John Johnston, president of the Missouri Bar, has responded to the recent Wall Street Journal editorial in which the Journal made the indisputable observation that the Missouri Plan is basically a tool for trial lawyers to hand-pick judges. (See here for my previous post on the topic.) In his response, he made several factual assertions that I am fairly certain any lawyer would be unwilling to make on behalf of a client in front of a judge.
First, he claims that “merit selection works to remove politics from the selection of judges.” False! As I wrote in August, Prof. Brian Fitzpatrick’s empirical study of all appellate nominees in Tennessee and Missouri since 1995 (the most comprehensive on this issue) makes this claim of non-partisanship specious.
In Tennessee, his data showed that 67 percent of appellate nominees had voted in Democratic primaries, compared to only 33 percent in Republican primaries, even though the state’s voters were split evenly between the two parties.

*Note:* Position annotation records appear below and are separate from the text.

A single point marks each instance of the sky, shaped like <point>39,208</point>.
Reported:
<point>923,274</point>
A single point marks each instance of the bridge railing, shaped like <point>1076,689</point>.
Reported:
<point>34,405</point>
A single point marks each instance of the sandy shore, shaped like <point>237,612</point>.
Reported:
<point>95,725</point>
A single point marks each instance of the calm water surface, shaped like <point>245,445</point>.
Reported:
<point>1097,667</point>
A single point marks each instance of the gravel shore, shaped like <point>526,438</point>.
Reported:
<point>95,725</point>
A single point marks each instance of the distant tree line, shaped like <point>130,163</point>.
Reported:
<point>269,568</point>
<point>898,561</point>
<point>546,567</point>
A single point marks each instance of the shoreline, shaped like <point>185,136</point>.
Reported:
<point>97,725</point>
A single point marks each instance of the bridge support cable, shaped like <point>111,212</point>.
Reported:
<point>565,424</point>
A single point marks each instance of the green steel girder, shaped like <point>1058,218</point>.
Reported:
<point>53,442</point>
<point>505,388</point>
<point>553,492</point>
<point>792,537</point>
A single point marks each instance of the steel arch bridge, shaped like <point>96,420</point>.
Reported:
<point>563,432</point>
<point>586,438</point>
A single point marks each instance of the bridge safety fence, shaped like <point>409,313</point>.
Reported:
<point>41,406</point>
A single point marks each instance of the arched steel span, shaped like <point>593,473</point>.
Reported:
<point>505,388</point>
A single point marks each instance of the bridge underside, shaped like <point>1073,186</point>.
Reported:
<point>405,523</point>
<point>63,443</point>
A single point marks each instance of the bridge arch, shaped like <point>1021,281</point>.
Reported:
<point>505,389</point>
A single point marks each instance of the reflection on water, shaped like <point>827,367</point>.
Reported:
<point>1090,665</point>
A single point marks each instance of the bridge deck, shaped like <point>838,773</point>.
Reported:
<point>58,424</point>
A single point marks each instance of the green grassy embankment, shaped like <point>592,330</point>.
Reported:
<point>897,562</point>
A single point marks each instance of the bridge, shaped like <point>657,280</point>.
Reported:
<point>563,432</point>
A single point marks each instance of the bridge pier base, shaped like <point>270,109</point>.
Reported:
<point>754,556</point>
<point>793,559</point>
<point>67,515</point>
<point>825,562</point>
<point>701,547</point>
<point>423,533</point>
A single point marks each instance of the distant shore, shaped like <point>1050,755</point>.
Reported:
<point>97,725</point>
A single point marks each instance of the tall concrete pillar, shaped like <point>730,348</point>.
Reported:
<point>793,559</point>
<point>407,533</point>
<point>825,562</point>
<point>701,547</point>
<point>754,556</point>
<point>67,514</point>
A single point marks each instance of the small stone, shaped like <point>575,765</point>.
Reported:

In Missouri, the data were even more stark: For the nominees for whom campaign donation data was available, 87 percent donated primarily to Democrats, while only 13 percent gave primarily to Republicans. The amount of money contributed by judicial nominees was skewed 93 percent to Democrats and only 7 percent to Republicans.
Second, he claims that “the citizens of Missouri are pleased with the Missouri Plan.” False! In 2009, the Missouri House of Representatives approved a constitutional amendment that would have made Missouri’s judicial selection system more like the federal method enshrined in the U.S. Constitution. The measure failed in the state senate only after trial lawyers organized a filibuster, a fact that even the Soros-funded American Judicature Society acknowledges.
Beyond legislative efforts to abolish the Missouri Plan — which are intensifying in Missouri and across the nation — we can also measure public approval/disapproval by consulting public-opinion surveys. According to two separate surveys conducted by The Polling Company on behalf of The Federalist Society, the vast majority of Missourians would prefer a different method of selection. Those results are consistent with a national survey conducted by Harris Interactive on behalf of the American Bar Association, finding that less than 20 percent of citizens prefer a Missouri Plan method of selecting judges.
Johnston ends his letter with a platitudinous request that the Journal stop criticizing the Missouri Plan and instead lobby “to keep judges impartial, separate from political fund raising and the biases of party politics.” Apparently no one ever taught him the old adage about throwing stones from glass houses.